The good news is that many of these lessons for success in regional transmission planning are part of FERC’s April 2022 Notice of Proposed Rulemaking on transmission planning and cost allocation. For example, FERC proposed to require that transmission providers: (1) conduct long-range regional transmission planning over a minimum 20-year planning horizon; (2) develop multiple (at least four) long-term scenarios with reasonable assumptions of changes in the resource mix and demand driving transmission needs (including state clean energy policies, projections of future electrification of transportation and buildings, and customer demands for clean energy); (3) evaluate a wide range of transmission benefits in transmission planning and when allocating costs to those who benefit; and (4) seek agreement of the states on cost allocation methods and allow for the voluntary agreement of states to certain cost allocation approaches and, if agreement cannot be found, to provide some pre-determined default cost allocation. In comments filed this month, AEE urged FERC to not only finalize these proposals, but strengthen them in many areas, to ensure that the lessons learned in successful efforts like the MISO LRTP process become standard practice in every region of the country.
While the LRTP will bring much needed new transmission infrastructure and substantial economic benefits to MISO’s Midwest region, MISO’s South region was left behind. In addition, MISO’s South region will continue to be isolated from its Midwest region by a weak transmission connection that is chronically congested. This prevents low cost and lower-emitting generation in MISO Midwest from getting to customers in the South and prevents those resources from bolstering resilience to extreme weather events like cold snaps or hurricanes. The weak north-south link will also prevent the MISO South states from exporting their power into the MISO Midwest when needed.

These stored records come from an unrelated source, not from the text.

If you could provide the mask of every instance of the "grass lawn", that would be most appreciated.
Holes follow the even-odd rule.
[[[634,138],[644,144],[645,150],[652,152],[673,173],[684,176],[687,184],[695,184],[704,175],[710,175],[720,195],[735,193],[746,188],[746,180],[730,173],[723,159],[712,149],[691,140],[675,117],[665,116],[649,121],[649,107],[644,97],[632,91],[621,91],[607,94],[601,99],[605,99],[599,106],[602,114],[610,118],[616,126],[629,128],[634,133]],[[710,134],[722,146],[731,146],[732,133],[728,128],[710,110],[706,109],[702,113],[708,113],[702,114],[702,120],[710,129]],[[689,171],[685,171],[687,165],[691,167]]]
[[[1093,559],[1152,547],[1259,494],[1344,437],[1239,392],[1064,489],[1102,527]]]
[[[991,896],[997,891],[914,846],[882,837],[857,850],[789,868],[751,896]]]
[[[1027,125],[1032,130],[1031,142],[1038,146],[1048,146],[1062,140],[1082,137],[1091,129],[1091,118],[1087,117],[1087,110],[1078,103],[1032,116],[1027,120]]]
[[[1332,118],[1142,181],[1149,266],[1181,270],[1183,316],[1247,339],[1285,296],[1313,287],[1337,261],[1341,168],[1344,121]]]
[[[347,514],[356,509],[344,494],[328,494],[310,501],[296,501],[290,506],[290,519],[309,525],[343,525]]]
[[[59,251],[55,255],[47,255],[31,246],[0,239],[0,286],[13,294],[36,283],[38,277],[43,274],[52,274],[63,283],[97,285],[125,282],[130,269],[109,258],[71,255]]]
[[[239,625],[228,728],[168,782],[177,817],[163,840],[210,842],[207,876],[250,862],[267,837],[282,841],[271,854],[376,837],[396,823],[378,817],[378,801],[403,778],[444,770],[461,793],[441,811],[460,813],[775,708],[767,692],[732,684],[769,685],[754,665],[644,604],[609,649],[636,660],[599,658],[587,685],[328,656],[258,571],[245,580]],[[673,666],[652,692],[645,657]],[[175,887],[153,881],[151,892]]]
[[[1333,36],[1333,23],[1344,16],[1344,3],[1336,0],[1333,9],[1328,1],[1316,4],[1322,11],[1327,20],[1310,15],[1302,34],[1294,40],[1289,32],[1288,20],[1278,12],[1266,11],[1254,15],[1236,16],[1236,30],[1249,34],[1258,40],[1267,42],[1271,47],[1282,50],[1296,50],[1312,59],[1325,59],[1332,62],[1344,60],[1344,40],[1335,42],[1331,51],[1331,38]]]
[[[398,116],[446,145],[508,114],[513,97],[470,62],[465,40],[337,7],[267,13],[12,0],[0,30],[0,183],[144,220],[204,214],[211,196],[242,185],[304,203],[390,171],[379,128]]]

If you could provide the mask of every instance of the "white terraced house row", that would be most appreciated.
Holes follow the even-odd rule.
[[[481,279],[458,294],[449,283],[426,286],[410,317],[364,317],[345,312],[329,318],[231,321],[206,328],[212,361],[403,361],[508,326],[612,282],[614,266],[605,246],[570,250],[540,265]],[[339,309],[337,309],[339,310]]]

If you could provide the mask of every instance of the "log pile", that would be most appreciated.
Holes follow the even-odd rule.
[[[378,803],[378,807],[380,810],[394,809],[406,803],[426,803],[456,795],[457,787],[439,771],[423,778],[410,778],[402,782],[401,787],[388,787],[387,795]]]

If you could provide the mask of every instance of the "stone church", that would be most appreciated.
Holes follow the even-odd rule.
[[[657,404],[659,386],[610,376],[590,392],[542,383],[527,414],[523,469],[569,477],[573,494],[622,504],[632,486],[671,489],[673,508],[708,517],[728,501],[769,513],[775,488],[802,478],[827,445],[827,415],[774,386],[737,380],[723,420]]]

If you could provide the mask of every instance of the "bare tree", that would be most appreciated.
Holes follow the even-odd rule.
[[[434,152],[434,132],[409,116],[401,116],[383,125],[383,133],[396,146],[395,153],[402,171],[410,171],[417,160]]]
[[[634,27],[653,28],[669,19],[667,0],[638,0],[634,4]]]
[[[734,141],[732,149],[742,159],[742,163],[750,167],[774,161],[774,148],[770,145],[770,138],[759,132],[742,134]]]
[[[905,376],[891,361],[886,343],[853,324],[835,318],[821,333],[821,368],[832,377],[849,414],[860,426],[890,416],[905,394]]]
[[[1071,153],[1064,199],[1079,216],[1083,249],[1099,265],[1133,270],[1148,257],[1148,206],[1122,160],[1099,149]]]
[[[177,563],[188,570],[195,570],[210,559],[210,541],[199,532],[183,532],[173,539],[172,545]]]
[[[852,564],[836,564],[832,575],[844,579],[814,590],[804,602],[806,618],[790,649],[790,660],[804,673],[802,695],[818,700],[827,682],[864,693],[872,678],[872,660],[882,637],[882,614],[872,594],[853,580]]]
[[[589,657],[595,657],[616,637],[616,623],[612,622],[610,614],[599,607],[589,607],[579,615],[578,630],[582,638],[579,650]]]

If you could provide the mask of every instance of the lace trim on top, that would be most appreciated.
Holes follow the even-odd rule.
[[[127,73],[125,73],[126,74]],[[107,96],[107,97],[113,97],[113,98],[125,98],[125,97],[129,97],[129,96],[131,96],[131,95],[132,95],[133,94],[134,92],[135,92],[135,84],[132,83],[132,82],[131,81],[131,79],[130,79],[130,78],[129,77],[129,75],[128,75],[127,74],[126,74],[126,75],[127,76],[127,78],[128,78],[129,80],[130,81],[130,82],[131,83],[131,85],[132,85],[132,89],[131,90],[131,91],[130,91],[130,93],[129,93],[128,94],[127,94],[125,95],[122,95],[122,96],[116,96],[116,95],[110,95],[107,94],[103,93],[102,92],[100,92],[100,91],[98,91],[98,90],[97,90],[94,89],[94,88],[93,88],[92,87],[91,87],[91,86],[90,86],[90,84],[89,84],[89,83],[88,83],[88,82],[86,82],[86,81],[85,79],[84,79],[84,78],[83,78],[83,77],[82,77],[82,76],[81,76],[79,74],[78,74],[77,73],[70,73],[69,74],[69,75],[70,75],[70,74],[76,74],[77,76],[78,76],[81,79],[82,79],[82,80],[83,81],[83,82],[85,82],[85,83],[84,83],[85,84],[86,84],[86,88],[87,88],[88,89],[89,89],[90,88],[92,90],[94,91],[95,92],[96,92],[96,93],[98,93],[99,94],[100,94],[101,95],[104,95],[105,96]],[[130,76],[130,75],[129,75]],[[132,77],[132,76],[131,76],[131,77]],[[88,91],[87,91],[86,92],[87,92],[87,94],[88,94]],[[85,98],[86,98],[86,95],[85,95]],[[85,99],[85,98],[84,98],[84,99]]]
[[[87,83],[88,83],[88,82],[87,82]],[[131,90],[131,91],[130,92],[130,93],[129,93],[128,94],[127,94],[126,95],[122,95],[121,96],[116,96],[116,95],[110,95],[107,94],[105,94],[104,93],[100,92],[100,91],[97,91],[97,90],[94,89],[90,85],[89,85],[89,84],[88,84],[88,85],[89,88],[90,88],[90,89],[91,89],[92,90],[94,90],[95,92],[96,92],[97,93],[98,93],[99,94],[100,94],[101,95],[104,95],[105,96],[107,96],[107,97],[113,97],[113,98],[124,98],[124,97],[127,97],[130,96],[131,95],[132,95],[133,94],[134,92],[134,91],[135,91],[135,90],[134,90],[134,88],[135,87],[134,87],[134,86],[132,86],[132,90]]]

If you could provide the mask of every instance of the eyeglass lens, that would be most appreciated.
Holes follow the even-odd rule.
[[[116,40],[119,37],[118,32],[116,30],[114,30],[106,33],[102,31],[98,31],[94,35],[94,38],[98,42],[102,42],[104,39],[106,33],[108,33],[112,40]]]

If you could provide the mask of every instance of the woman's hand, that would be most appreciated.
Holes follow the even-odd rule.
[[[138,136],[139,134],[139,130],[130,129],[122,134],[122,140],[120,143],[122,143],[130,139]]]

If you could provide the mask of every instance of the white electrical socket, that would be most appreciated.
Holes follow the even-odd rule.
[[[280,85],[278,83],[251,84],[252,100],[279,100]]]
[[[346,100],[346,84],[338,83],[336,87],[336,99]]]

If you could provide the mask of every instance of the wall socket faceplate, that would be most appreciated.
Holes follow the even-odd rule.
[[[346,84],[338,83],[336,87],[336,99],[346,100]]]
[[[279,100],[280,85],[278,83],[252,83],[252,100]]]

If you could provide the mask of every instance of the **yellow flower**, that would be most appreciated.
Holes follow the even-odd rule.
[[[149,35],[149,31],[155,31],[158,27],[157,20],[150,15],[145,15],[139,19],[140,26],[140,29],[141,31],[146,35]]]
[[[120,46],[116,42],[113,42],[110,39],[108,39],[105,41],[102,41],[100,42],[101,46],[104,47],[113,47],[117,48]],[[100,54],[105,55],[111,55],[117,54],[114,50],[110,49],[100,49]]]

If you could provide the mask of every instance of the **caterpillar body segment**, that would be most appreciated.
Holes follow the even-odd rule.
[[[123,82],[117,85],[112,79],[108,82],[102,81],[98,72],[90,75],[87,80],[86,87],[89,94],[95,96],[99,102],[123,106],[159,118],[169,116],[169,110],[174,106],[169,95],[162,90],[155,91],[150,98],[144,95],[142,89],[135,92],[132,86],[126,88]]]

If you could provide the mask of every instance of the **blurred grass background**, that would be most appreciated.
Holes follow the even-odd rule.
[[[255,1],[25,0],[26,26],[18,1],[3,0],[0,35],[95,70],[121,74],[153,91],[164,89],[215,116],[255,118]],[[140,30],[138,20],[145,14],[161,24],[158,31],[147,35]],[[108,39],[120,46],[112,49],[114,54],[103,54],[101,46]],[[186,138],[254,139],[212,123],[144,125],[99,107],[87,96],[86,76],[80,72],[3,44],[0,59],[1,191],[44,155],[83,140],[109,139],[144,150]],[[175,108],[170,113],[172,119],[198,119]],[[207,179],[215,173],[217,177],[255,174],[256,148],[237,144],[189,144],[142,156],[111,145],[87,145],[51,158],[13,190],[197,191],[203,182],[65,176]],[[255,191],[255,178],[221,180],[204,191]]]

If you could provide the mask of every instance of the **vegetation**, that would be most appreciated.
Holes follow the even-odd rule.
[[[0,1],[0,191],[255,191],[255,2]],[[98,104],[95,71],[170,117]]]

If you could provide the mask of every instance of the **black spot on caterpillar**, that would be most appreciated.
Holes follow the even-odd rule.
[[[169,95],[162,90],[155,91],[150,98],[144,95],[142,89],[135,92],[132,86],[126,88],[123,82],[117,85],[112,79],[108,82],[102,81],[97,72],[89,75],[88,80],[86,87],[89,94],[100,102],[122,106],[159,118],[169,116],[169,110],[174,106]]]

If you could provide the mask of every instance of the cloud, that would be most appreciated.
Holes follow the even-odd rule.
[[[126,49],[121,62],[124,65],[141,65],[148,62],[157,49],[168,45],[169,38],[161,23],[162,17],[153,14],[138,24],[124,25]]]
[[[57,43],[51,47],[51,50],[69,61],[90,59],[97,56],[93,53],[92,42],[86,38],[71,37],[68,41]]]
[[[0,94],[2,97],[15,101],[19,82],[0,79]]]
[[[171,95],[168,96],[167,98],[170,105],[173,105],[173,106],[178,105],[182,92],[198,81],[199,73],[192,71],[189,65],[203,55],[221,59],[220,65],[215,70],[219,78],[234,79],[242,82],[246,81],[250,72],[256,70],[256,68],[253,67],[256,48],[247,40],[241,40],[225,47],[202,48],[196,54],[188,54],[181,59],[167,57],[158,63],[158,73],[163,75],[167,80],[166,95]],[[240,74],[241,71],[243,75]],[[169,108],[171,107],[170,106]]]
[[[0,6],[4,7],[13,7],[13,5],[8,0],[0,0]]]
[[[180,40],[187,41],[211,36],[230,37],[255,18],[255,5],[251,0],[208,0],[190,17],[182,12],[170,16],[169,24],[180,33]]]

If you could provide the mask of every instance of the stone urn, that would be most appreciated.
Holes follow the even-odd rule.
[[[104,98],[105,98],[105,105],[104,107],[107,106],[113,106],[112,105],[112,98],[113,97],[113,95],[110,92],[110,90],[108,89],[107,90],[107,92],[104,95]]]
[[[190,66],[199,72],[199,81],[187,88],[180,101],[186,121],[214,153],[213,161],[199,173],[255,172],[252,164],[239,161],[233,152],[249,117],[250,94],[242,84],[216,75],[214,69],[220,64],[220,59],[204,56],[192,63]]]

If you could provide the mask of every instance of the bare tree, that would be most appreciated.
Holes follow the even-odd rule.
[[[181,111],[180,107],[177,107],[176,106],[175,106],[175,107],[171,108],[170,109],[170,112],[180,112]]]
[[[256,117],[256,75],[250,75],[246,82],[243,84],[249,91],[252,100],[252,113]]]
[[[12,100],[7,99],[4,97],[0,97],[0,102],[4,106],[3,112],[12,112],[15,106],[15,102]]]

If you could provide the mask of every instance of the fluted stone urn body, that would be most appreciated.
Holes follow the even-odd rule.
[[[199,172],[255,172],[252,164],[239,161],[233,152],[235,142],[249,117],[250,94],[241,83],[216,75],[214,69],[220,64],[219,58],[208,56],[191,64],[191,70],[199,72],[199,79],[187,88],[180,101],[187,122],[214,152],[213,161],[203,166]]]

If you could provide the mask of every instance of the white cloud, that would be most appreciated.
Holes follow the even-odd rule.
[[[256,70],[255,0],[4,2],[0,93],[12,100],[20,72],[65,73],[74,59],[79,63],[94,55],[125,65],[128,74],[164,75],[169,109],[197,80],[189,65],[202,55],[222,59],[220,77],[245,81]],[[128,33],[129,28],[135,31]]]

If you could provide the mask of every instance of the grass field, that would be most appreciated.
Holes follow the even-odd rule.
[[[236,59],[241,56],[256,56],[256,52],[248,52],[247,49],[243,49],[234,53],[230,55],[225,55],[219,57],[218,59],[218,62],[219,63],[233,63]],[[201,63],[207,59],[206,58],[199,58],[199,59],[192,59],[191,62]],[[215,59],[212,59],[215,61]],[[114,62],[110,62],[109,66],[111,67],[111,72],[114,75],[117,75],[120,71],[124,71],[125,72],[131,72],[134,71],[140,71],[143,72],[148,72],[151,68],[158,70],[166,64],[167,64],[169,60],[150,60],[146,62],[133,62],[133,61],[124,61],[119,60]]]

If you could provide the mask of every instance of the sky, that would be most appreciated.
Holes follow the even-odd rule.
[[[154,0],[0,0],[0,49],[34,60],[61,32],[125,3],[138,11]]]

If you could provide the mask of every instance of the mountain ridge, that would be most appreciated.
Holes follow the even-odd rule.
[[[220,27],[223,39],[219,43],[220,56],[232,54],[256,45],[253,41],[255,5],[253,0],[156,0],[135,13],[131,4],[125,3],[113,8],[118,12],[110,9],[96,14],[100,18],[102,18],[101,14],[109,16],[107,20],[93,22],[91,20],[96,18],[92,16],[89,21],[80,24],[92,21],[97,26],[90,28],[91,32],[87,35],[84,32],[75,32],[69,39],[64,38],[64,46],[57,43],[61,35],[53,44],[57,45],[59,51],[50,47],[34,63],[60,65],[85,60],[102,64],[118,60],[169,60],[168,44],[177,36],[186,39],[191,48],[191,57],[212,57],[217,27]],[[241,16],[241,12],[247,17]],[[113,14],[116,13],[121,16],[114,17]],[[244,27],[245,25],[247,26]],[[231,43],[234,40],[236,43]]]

MISO expects to develop a transmission plan for MISO’s South region as the third tranche of LRTP, and to address the South to Midwest connection as part of the fourth and final tranche. That addressing the South region and connection between regions has fallen to bottom of the planning list can be explained by lack of state and stakeholder recognition of the wide range of transmission benefits brought by regional lines in MISO South and their rejection of the cost allocation used in the original MVPs and for LRTP tranche 1 in MISO Midwest – that is, the very factors that have made MISO’s transmission planning to date so successful.
The dichotomy between MISO’s recent LRTP success in its Midwest region, and the continued lack of action to resolve long-standing transmission needs in its South region, underscores the need for FERC to require more robust regional transmission planning across the country. That will put us on a path to resolving transmission capacity deficiencies and interconnection backlogs standing in the way of a vast deployment of advanced energy technologies.